Global Consumption Forecast Up Slightly – But Below Past Growth Rates

Higher production in the EU and Brazil will support expanding consumption in those countries. For the EU, despite rising domestic poultry prices, consumption continues to grow. US consumption is expected to decline due to the unsettled economic conditions as incomes are reduced. Chinese consumption growth is expected to slow as consumers shift to pork, their more favored meat, and unemployment rates of migrant workers rise; a major segment of the population that consumes poultry.

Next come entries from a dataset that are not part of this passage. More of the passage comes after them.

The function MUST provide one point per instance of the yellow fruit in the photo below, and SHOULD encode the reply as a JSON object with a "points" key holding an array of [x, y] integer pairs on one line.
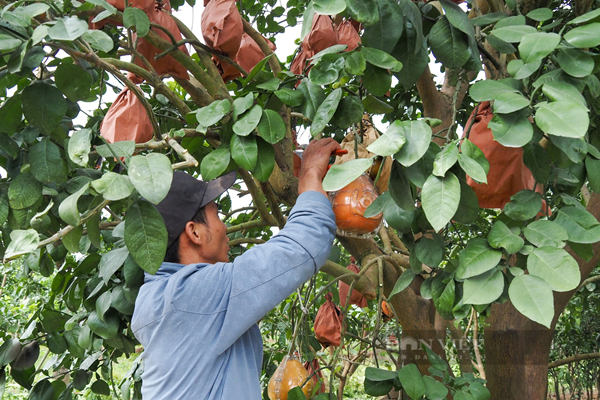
{"points": [[290, 374]]}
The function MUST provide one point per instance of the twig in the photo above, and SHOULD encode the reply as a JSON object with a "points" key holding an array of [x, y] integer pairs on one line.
{"points": [[87, 215], [236, 242], [476, 346]]}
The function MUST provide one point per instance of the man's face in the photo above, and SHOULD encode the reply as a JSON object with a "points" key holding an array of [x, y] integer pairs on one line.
{"points": [[217, 247]]}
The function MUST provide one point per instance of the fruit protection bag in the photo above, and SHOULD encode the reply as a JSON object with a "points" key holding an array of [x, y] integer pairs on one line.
{"points": [[126, 119], [222, 26], [369, 136], [508, 174], [166, 65], [356, 297], [328, 323]]}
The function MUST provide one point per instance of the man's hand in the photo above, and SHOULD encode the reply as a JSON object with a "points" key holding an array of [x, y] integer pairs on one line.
{"points": [[315, 160]]}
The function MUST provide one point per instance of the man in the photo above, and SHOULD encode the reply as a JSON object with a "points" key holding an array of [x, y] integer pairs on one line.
{"points": [[197, 317]]}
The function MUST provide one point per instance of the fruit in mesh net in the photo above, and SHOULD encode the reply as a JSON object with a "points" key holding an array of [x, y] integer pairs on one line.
{"points": [[350, 203], [290, 374]]}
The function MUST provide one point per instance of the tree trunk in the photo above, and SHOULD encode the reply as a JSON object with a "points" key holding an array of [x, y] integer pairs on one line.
{"points": [[517, 348]]}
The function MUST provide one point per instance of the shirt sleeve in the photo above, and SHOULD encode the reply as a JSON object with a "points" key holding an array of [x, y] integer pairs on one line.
{"points": [[265, 275]]}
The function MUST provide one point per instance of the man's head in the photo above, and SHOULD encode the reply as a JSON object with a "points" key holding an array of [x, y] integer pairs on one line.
{"points": [[196, 234]]}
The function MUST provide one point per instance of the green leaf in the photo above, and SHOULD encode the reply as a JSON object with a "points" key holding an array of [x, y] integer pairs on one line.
{"points": [[514, 33], [376, 80], [448, 44], [489, 89], [68, 210], [107, 329], [325, 112], [381, 59], [472, 168], [478, 257], [523, 205], [151, 175], [24, 191], [536, 46], [540, 14], [399, 187], [377, 206], [556, 267], [47, 165], [99, 40], [592, 167], [501, 236], [135, 17], [533, 298], [557, 91], [43, 106], [341, 175], [511, 130], [584, 36], [403, 282], [21, 242], [378, 374], [9, 351], [445, 159], [313, 97], [546, 233], [244, 151], [79, 147], [384, 34], [434, 389], [575, 62], [112, 261], [508, 102], [355, 63], [120, 149], [413, 62], [68, 28], [242, 104], [378, 388], [72, 238], [430, 252], [288, 96], [396, 217], [349, 111], [43, 390], [580, 225], [113, 186], [8, 43], [214, 164], [418, 136], [213, 113], [11, 115], [500, 45], [440, 198], [329, 7], [248, 121], [271, 126], [73, 81], [412, 381], [363, 11], [458, 18], [327, 70], [484, 288], [265, 162], [145, 236], [390, 142]]}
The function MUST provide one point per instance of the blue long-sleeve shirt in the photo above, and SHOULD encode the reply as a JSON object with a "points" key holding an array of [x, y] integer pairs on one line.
{"points": [[198, 322]]}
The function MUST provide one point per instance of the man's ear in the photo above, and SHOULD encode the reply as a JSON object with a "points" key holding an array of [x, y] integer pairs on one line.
{"points": [[192, 233]]}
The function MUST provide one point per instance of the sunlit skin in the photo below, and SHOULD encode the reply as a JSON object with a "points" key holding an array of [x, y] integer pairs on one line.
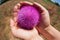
{"points": [[32, 34]]}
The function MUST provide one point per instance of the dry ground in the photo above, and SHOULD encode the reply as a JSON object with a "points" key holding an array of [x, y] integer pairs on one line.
{"points": [[6, 14]]}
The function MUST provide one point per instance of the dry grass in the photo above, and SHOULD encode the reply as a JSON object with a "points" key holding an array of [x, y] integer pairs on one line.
{"points": [[6, 13]]}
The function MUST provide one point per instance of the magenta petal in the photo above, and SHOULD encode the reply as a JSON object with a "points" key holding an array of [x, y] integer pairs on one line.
{"points": [[28, 17]]}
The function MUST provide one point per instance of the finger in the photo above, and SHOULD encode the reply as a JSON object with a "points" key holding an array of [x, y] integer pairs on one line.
{"points": [[26, 2], [40, 6], [16, 7]]}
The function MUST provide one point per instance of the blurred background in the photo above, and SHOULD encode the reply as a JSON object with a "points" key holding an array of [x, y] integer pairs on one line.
{"points": [[6, 6]]}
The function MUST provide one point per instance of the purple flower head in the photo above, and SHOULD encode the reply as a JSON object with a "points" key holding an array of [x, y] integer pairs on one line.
{"points": [[28, 17]]}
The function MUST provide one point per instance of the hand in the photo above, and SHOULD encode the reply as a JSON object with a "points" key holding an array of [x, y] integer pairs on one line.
{"points": [[44, 16], [18, 32]]}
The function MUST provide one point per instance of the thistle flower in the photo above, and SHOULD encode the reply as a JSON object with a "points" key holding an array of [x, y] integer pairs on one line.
{"points": [[28, 17]]}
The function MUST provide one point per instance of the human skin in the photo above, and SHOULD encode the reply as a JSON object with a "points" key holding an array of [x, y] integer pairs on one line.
{"points": [[33, 34]]}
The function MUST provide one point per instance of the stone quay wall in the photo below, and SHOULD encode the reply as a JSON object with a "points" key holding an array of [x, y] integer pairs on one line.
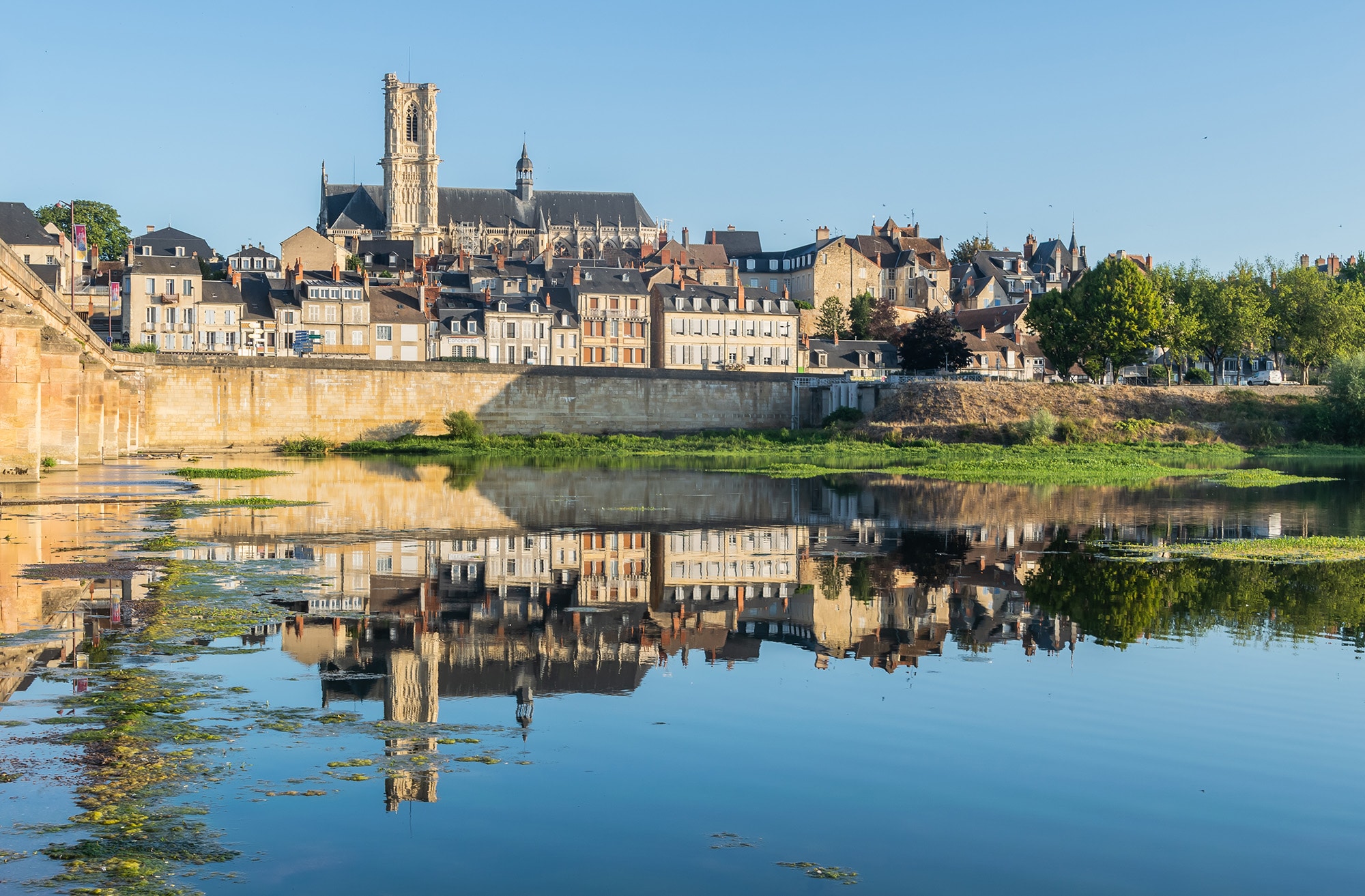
{"points": [[214, 403]]}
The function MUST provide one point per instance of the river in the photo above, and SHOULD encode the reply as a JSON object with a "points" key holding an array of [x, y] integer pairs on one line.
{"points": [[612, 678]]}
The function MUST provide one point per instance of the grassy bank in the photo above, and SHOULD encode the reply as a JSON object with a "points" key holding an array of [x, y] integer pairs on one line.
{"points": [[820, 452]]}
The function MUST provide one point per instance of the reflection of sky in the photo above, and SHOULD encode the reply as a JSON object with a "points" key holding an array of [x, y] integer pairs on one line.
{"points": [[1194, 765], [1138, 770]]}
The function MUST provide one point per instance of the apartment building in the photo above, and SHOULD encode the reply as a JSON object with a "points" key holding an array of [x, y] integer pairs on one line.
{"points": [[160, 294], [724, 328], [614, 308], [615, 568]]}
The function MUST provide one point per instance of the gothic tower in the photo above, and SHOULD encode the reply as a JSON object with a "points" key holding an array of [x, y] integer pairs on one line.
{"points": [[410, 163]]}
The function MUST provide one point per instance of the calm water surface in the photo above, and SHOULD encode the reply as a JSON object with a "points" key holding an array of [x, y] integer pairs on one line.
{"points": [[689, 678]]}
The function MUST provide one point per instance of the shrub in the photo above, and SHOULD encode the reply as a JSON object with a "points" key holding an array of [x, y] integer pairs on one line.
{"points": [[462, 425], [1039, 428], [844, 416], [305, 446], [1344, 403]]}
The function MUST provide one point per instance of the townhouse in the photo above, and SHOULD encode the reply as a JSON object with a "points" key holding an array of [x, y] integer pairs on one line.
{"points": [[614, 309], [723, 328]]}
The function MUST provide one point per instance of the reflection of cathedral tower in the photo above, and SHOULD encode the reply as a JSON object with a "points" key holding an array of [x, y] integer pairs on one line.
{"points": [[410, 163], [412, 689]]}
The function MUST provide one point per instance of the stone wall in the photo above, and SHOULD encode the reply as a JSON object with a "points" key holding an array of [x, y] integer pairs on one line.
{"points": [[205, 403]]}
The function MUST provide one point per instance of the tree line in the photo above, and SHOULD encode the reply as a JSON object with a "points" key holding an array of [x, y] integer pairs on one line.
{"points": [[1117, 313]]}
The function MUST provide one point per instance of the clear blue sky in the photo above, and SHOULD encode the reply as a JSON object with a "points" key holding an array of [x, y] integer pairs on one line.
{"points": [[1211, 130]]}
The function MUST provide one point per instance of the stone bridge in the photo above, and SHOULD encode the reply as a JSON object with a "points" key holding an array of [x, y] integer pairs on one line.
{"points": [[63, 392]]}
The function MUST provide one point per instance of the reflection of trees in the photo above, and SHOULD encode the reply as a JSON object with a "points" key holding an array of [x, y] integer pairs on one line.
{"points": [[1119, 601], [933, 556]]}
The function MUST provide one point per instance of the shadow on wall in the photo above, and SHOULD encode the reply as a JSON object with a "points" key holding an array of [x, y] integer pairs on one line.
{"points": [[388, 432]]}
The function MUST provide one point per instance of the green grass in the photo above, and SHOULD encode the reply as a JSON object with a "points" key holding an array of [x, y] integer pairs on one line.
{"points": [[226, 473], [1297, 549]]}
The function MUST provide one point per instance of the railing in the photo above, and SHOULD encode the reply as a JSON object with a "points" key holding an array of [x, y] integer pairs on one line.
{"points": [[39, 293]]}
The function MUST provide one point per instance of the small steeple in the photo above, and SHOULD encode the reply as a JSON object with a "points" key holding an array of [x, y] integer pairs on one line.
{"points": [[523, 177]]}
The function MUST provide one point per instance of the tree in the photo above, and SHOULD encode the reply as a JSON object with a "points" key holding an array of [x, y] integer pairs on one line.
{"points": [[934, 342], [968, 248], [885, 323], [1112, 316], [861, 315], [833, 320], [1061, 330], [1121, 312], [1317, 317], [104, 229]]}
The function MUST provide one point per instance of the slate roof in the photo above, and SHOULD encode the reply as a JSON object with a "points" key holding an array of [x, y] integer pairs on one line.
{"points": [[398, 305], [682, 298], [736, 242], [844, 357], [20, 227], [164, 242], [220, 293], [164, 265], [351, 207]]}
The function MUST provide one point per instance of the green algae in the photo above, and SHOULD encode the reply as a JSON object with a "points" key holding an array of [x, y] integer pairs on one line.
{"points": [[227, 473], [824, 871]]}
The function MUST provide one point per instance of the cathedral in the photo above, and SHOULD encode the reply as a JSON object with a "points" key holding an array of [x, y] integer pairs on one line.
{"points": [[521, 222]]}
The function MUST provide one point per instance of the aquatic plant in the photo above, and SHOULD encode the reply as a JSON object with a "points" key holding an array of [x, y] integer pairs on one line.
{"points": [[227, 473]]}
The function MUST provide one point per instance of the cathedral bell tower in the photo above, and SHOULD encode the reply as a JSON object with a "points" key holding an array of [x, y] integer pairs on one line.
{"points": [[410, 163]]}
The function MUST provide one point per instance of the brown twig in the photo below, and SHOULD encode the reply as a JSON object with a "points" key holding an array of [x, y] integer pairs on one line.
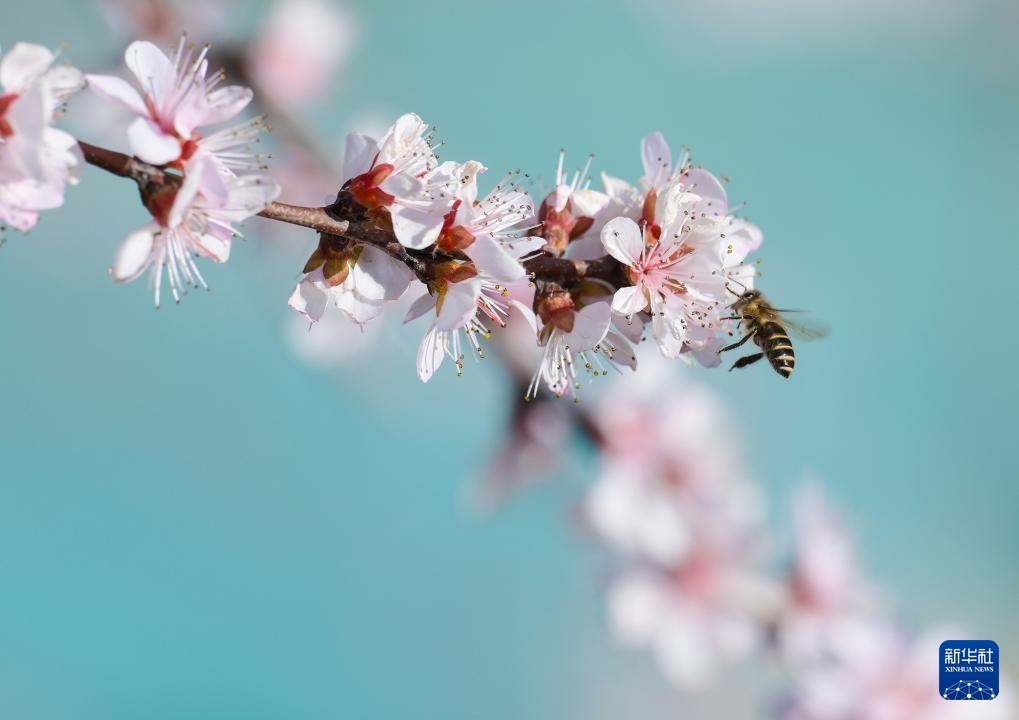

Global Imports are Expected to Ease Slightly

Imports are now forecast to decline slightly in 2009, after imports had surged nearly 30 percent over the 3 previous years. Imports are expected to be constrained by restrictive import policies, high tariffs and weaker currencies in Russia and Ukraine, and oversupply in the case of Japan. Alternatively, Chinese, Mexican, and EU imports are revised upwards as more broiler meat is expected to be consumed in these markets.

World Exports Decline

Lower exports from Brazil, the United States and the EU, which together account for 90 percent of global trade, reflects restrictive Russian import policies and intensified competition. Despite falling prices, Brazilian exports are estimated to have much slower growth as exports are forecast only slightly higher than in 2008, largely due to reduced imports by Japan. EU exports face more competition from lower-cost countries like Brazil and the United States. Declining U.S. exports reflect tighter domestic supplies and overstocked markets, among other factors.